How to evaluate a corrections provider
Spec sheets are written to sound impressive. Here’s what to actually look for.
| What to evaluate | What to look for |
|---|---|
| The network in your specific operating regions | Per-region station density (not the global average), redundancy at each site (dual antennas and receivers, backup power, multiple backhaul paths), and a published SLA with real accountability. A station map is table stakes; the operations infrastructure behind it is what matters. |
| The model itself, not just the data feed | A serious provider can explain how the atmospheric state is estimated and how the system behaves during active ionospheric conditions. Replay data from storm days is more telling than calm-day demos. |
| Tail performance, not headline accuracy | 99th percentile accuracy under representative conditions, not just median or 95th. The tail is what determines whether your application is robust or will break. |
| Geographic scalability | Coverage in the regions you’ll need next year and the year after. A service that depends solely on uniform high station density everywhere doesn’t scale to the geographies most production deployments reach. |
| The receiver side | The receivers the provider has validated with, whether the service requires their own brand of hardware, and how performance degrades when rover hardware is less capable than the reference hardware in their test data. |
The bottom line
Reliable RTK has two ingredients: a high-quality reference network, and modeling that gets the most out of it.

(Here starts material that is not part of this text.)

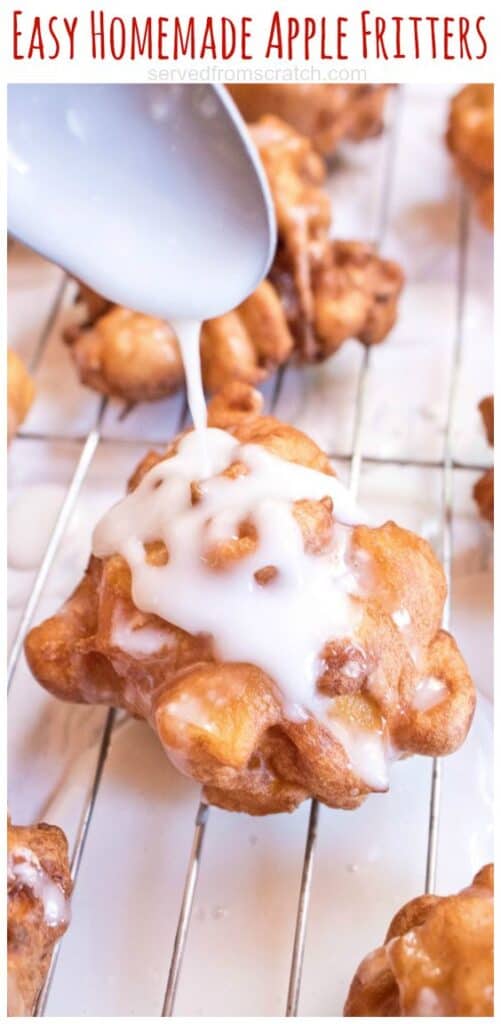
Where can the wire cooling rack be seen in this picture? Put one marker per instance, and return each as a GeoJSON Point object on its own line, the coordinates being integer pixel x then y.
{"type": "Point", "coordinates": [356, 459]}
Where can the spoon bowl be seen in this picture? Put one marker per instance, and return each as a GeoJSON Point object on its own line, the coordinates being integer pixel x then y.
{"type": "Point", "coordinates": [152, 195]}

Both are real engineering problems, and both deserve real investment. Swift has built both: dense reference networks in every market we serve, and the atmospheric model that has been running in production for nearly a decade.
The deciding factor between corrections that work most of the time and corrections that work all of the time is what happens when the atmosphere doesn’t behave like an average day. That’s the problem Skylark was built around, and where we keep pushing the baseline.